If Washington and Tehran clash and war erupts, Qatar's potential role in such a scenario raises questions about the safety and security of Al-Udeid air operations and personnel. Iran's ability to infiltrate American interests is a real possibility that includes possible scenarios of Tehran's agents disrupting and degrading
Al-Udeid's functions, such as cutting off gasoline and crucial military supplies. That is a serious possibility that should make war planners consider moving arrangements immediately. Qatar has chosen its own path with Iran through energy, economics and security. Al-Udeid needs to be moved as quickly as possible to another host country.
Qatar is also home to the forward operating base of U.S. Central Command. However, "CENTCOM" isn't the only U.S. asset at Qatar's sprawling Al-Udeid Airbase, with its two active runways capable of accommodating U.S. aircraft of any size.
In addition to hosting Qatari forces, the base also hosts the U.S. Air Force 379th Air Expeditionary Wing.
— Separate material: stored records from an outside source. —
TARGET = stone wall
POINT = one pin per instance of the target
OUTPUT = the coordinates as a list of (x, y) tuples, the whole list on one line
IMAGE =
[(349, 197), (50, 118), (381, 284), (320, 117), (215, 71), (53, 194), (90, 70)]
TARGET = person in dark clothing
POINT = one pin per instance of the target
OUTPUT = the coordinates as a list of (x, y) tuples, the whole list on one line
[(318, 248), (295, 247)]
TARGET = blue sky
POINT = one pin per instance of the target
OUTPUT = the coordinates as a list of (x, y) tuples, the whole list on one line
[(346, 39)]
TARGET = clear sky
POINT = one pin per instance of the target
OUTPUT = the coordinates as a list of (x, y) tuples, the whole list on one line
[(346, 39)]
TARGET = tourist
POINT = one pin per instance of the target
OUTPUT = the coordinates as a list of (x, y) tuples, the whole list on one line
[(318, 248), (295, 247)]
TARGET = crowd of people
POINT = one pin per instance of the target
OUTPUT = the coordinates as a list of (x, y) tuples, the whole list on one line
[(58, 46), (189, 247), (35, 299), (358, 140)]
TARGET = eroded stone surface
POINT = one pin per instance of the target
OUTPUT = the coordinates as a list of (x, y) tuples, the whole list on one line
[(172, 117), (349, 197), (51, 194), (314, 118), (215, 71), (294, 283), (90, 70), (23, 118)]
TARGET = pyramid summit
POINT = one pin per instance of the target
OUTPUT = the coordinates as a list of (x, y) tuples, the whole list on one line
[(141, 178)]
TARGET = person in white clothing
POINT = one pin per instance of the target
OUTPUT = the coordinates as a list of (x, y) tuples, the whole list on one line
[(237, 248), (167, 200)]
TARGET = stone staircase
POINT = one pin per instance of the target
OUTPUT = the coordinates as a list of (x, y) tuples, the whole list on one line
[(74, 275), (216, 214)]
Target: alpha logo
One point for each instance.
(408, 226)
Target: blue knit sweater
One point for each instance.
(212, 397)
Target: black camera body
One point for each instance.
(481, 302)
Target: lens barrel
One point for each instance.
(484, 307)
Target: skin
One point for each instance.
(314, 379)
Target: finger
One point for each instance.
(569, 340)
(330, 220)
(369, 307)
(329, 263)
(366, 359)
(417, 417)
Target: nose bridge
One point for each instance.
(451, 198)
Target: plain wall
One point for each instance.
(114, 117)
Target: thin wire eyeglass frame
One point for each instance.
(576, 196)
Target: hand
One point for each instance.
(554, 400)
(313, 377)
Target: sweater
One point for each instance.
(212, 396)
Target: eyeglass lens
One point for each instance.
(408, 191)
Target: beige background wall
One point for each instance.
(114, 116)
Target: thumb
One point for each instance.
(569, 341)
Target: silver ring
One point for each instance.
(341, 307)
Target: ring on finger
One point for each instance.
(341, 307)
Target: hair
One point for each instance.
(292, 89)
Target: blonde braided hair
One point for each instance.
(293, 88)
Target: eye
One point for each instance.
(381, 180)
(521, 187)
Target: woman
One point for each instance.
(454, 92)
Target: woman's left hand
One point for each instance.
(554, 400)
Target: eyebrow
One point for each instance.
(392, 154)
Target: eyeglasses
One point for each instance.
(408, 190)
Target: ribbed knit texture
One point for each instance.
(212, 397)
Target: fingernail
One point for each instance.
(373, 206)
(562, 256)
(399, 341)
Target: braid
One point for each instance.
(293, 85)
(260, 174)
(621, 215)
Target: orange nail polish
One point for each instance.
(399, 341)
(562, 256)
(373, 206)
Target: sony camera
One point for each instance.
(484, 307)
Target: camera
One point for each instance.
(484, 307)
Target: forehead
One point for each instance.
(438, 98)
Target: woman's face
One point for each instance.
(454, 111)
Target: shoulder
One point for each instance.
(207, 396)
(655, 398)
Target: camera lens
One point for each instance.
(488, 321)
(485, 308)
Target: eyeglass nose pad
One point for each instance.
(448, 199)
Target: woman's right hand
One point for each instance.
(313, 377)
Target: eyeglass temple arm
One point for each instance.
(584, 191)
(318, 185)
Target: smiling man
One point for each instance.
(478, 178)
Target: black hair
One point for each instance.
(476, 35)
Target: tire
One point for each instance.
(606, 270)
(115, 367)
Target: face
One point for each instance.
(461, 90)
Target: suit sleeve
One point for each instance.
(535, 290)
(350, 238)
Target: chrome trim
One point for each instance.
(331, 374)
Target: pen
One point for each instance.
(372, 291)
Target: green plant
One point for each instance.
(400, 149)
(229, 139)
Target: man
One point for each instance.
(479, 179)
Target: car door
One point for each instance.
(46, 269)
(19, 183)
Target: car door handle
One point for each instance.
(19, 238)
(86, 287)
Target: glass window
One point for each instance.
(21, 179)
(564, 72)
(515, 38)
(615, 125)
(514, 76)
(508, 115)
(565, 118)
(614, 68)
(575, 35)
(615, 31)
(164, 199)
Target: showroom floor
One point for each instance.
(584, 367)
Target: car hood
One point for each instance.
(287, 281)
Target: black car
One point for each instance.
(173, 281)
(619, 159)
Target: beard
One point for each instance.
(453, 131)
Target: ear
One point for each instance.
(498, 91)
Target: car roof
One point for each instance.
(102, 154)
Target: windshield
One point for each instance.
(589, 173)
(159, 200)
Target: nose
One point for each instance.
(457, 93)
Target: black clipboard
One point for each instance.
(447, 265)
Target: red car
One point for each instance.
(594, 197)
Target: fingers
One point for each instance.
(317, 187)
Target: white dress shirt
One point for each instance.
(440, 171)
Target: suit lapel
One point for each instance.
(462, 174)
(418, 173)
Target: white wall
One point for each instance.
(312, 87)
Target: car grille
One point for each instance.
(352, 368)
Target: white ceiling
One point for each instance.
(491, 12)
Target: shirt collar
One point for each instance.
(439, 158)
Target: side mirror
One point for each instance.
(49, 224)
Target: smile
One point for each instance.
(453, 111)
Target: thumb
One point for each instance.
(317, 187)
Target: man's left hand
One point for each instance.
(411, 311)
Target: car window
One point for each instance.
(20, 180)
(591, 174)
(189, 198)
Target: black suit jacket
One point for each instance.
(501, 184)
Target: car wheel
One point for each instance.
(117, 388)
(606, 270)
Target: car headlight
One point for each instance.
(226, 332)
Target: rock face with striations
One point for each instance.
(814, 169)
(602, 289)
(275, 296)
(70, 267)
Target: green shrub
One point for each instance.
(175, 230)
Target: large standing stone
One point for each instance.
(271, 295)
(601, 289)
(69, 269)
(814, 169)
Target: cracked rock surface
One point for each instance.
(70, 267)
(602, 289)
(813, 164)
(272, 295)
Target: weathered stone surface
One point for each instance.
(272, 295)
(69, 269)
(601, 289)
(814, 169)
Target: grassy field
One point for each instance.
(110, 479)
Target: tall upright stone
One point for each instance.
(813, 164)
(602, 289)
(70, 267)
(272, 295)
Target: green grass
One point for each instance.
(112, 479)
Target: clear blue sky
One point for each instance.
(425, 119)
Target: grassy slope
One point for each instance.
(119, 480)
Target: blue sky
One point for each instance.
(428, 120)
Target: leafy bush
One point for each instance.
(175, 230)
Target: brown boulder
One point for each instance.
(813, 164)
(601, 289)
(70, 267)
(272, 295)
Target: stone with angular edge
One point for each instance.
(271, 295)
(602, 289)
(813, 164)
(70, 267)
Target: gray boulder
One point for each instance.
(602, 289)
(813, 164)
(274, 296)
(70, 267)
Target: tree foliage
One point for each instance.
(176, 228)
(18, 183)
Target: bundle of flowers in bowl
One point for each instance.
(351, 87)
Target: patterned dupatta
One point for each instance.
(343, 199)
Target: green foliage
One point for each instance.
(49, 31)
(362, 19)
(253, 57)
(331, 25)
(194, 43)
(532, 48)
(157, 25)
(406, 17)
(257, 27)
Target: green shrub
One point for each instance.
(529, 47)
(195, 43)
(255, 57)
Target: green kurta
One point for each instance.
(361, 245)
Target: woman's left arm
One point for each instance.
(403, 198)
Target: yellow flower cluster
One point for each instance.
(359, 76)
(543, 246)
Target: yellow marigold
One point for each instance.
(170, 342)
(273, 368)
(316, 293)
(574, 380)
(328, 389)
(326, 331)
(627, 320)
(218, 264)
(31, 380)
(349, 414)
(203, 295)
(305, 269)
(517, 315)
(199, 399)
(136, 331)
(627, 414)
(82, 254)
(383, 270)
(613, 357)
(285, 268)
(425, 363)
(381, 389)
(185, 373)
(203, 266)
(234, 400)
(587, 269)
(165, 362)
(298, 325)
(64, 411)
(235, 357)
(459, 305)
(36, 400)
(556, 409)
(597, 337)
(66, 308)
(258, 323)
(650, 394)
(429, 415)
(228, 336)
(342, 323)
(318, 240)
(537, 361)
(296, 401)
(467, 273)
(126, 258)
Additionally, the base houses the forward operating headquarters of U.S. Special Operations Central Command (SOCCENT) and U.S. Air Forces Central Command (AFCENT).
Other branches of the U.S. military have been active in Qatar, including the U.S. Navy SEALS. The facility is also used by the British Royal Airforce. Camp As Sayliyah is a second military facility used for prepositioning logistical supplies, containing equipment for an entire U.S. army armored brigade. The base, which was built by French contractors over a decade ago, is one of the few U.S. airbases overseas where B-52 bombers, America's largest warplane, can land due to the long runways. Those facilities could be relocated at varying speeds.
While Al-Udeid is the headquarters for U.S. military and air operations in Iraq, Syria and Afghanistan, it is now time to break the reliance on Qatar as an American hub, because Doha's ties to Iran are becoming increasingly apparent: Doha is complicit in Tehran's expansion across Arab lands in the Levant in those very battles themselves. Qatar's intransigence is out in the open for all to see, as the Anti-Terror Quartet (ATQ) has been arguing through documentation.
As the crisis becomes more clear of Iranian-Qatari ties, American voices are questioning the rationale for Al-Udeid in Qatar. A senior ranking member of U.S. Congress, Ileana Ros-Lehtinen, chair of the subcommittee on the Middle East and North Africa, is raising fresh questions about the suitability of Qatar to host the Al-Udeid airbase, due to Doha's failure to act against terrorist financiers.
Qatar's role in actively channeling funds or failing to stop others from sending money to banned groups should bring into question the continued major U.S. military presence in the country. Representative Ros-Lehtinen argued that "We cannot allow for our air base to be used as a means to justify this sort of behavior... Doha's behavior must change the status quo, and if it does not, it risks losing our cooperation on the air base."
Importantly, Ros-Lehtinen defined Qatar as only helping "to facilitate our operations at our airbase", while "the UAE, for example, has spent 12 years with us fighting alongside in Afghanistan". The Republican congresswoman described Doha as allowing a permissive environment for terrorist financing and said that it had "openly housed Hamas leaders, Taliban leaders, and has several individuals who have been sanctioned by the U.S. Treasury Department and it has failed to prosecute them."
Let's note that Qatari potentate Hamad bin Jassim said that Qatar won't allow for any attack from Qatar against Iran, thus rendering the base useless in case Iran is to be confronted. This point of view is engrained in the Qatari leadership. Qatar is not an ally of its neighbors nor of the United States, especially when it comes to Iran.
Qatar has always been an outlier in the Gulf Cooperation Council and has long been regarded with suspicion as an Iranian agent by its neighbors. Al-Udeid is a central component to America's air war capability, and is now sitting on Iranian territory, or at least that is how Tehran and Doha see the American base, licking their chops.